Im Vorschulalter kann eine Lese- und/oder Rechtschreibstörung nicht diagnostiziert werden, da entsprechende Lese- und Rechtschreibfertigkeiten noch nicht gelernt wurden. Daher ist bei Vorliegen der folgenden Risiken eine Frühförderung sehr empfehlenswert ( Kap. 16). Zu den Risiken gehören eine familiäre Häufung von Lese- und/oder Rechtschreibproblemen und spezifische Auffälligkeiten in der Sprachentwicklung. Sind Eltern oder ein Geschwister von einer Lese- und/oder Rechtschreibstörung betroffen, zeigen sich Sprachschwierigkeiten im Bereich Reime, Silben und Laute zu unterscheiden oder beim Benennen von Buchstaben, ist eine Förderung der Sprachfertigkeiten in den letzten Monaten vor der Einschulung empfehlenswert. Falls das Kind bei der Sprachunterscheidung Probleme hat, die länger andauern, sollte eine entsprechende Diagnostik beim HNO-Arzt1 oder Fachärzten, die speziell sich mit dem Hören bei Kindern auskennen (Facharzt für Phoniatrie und Pädaudiologie), durchgeführt werden.

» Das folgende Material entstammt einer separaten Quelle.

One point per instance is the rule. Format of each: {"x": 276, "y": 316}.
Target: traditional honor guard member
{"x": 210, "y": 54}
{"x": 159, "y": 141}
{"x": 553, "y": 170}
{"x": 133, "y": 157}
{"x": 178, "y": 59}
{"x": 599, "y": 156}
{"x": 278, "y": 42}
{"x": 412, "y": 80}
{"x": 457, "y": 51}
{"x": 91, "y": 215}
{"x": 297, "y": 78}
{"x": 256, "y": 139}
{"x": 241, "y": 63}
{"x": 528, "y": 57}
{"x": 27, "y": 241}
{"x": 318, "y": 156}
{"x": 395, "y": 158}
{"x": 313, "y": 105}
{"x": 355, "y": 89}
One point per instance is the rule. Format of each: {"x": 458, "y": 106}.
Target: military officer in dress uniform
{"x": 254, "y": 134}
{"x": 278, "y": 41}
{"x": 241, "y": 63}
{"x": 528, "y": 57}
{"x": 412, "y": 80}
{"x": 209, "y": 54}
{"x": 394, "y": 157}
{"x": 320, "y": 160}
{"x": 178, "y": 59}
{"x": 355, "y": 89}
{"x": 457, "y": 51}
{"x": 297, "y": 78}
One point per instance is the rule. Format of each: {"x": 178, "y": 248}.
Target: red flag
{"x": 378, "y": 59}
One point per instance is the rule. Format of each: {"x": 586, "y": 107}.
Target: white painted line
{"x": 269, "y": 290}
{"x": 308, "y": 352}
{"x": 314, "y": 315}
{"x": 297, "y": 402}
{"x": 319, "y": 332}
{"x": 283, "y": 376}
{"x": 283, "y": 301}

Um sich nicht allein auf die Beobachtung des Kindes bei Sprachaufgaben zu verlassen, werden auch Testverfahren durchgeführt, die ermöglichen, das individuelle Risiko eines Kindes für Probleme beim Lesen und Schreibenlernen vorherzusagen. Diese Tests werden einzeln mit dem Kind durch Personen durchgeführt, die dafür ausgebildet sind. Die Tests sind unterschiedlich lang und erfordern meist eine gute Aufmerksamkeitspanne und Konzentrationsfähigkeit des Kindes. Die Vorhersage eines Risikos ist allerdings ungenau, abhängig vom Testverfahren werden ca. 20–50 % der Kinder, die ein Entwicklungsrisiko im Lesen und Rechtschreiben haben, nicht erkannt. Daher ist die Anwendung nur bedingt zu empfehlen.

1     Zugunsten einer lesefreundlichen Darstellung wird in der Regel die neutrale bzw. männliche Form verwendet. Diese gilt für alle Geschlechtsformen (weiblich, männlich, divers).

3          Woran erkenne ich eine Lesestörung?

 

 

Eine Lesestörung sollte erst ab Mitte der zweiten Klasse diagnostiziert werden, aber bereits in der ersten Klasse lassen sich Hinweise für eine Lesestörung finden. Diese Anzeichen erlauben, bereits frühzeitig den Bedarf an spezifischen Hilfen und Unterstützung zu erkennen.